The 109 is a prime location and mortgage rates are low, but people looking to live in the area are following national and regional trends and choosing to lease apartments or houses rather than buy a home.
Carrollton-based apartment analysts MPF Research has reported that national apartment occupancy is up to 93.9 percent in the third quarter, an improvement of 0.5 percent from the previous quarter. The report also said stated that occupancy has increased 2.1 percent since bottoming out at the end of 2009.
The price of rents increased 1.2 percent since the middle of 2010, which MPF attributes to suppliers not being able to meet the demand for apartments.
Greg Willett, MPF Research’s vice president of research and analysis, said in the report he looks for this trend to continue.
“While sluggish employment growth has triggered only mild new household formation, apartments are capturing a disproportionately large share of total housing demand,” Willett wrote. “That pattern is likely to be sustained for a while, in part because current mortgage qualifications standards have made it tougher to buy a home. Expansion of the country’s population of young adults, who tend to favor renting over ownership, also is working in the apartment sector’s favor.”
Von Sutten, a broker for the 109’s Ready Real Estate, said that although the Fort Worth job market has stayed relatively stable in comparison to other cities, new qualification standards for home loans have resulted in a drop in home buyers for his real estate agency.
“We used to be able to offer programs three or four years ago like zero percent financing and roll-in closing costs, but those programs are long gone,” Sutten said.
“It’s taking a pull at potential buyers that we had before in our area and putting them off. We have a lot of six-month leases from people waiting for the market conditions to change a bit.”
Increased credit standards, as well as increases in down payments and closing costs, have resulted in the highest number of leasing leads Sutten’s company has seen in years.
Sutten said homes in the 109 are typically in high demand because of the “character and charm” of the neighborhoods surrounding TCU that can’t be found in newer areas like Keller and Southlake. However, he said even potential homeowners in the area who would qualify for a loan have likely been put off as a result of the downturn in the economy.
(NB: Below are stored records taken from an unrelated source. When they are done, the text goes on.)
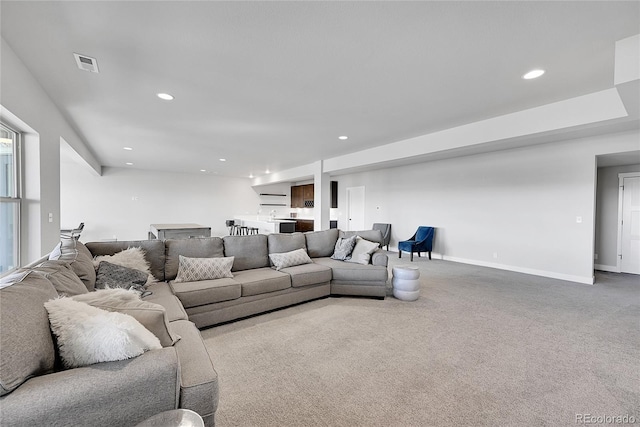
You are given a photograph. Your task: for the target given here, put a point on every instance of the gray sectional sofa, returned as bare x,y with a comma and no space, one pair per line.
36,391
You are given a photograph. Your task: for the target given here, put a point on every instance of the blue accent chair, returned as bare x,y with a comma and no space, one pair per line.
421,241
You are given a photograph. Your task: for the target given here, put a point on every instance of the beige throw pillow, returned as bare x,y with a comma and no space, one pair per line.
196,269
“It’s typically a little more affluent area,” Sutten said. “Credit is typically not as big of a problem, but [buyers in the 109] are a savvy group and they’re very well aware of the economic conditions and they’re typically not as quick to move right now as they would have been a few years back. Everybody’s just taking a bit more time to make those types of decisions trying to figure out where this economy is going to fall.”
Graduating TCU students wanting to live in the area might also find difficulty finding a home in the 109.
“Think about a college graduate coming out today, maybe 22 or 23,” Sutten said. “You’ve got a college loan and you’re starting your first job and you want to buy a starter house and someone tells you and someone tells you you’ve got to come up with almost $10,000 at the beginning so you’re going to go off to rent probably.”
Stefanie Farmer, community manager for the Orion at Oak Hill apartments, 2450 Oak Hill Circle, said the apartment complex has occupancy of 95 percent right now despite the current housing market being a “buyer’s market.”
“I think some people have been more apprehensive about buying a home just because they don’t know what the job market would be like,” Farmer said. “People are fearful of buying a home and then they could get laid off tomorrow and be stuck into a mortgage, which is harder to get out of than a lease.”
People might also be savvy to the “hidden costs” of owning a home and like the fact that they don’t have to pay for the overhead of buying a home, she said.
Alexander Landman, an agent with Apartment Rents Rebate, an apartment locator service in Fort Worth, said a lot of the apartment market in the 109 is dictated by the coming and going of students but he expects the trend of apartment leasing to continue to grow.
“Many people will continue to rent, I believe, until the situation stabilizes for a longer period of time to give people their faith back.”
Sutten said he believes this might happen sooner rather than later.
“As we move closer toward a new year and [with a new] political climate in Washington, I think we’re going to see some things change,” Sutten said. “Also, if the mortgage rates can creep up, those people that were sitting on the fence waiting for those rates to bottom out are going to have missed that opportunity. I think the rates rising may actually help get a lot of those people off the fence and may help our economy and help the housing market come back.”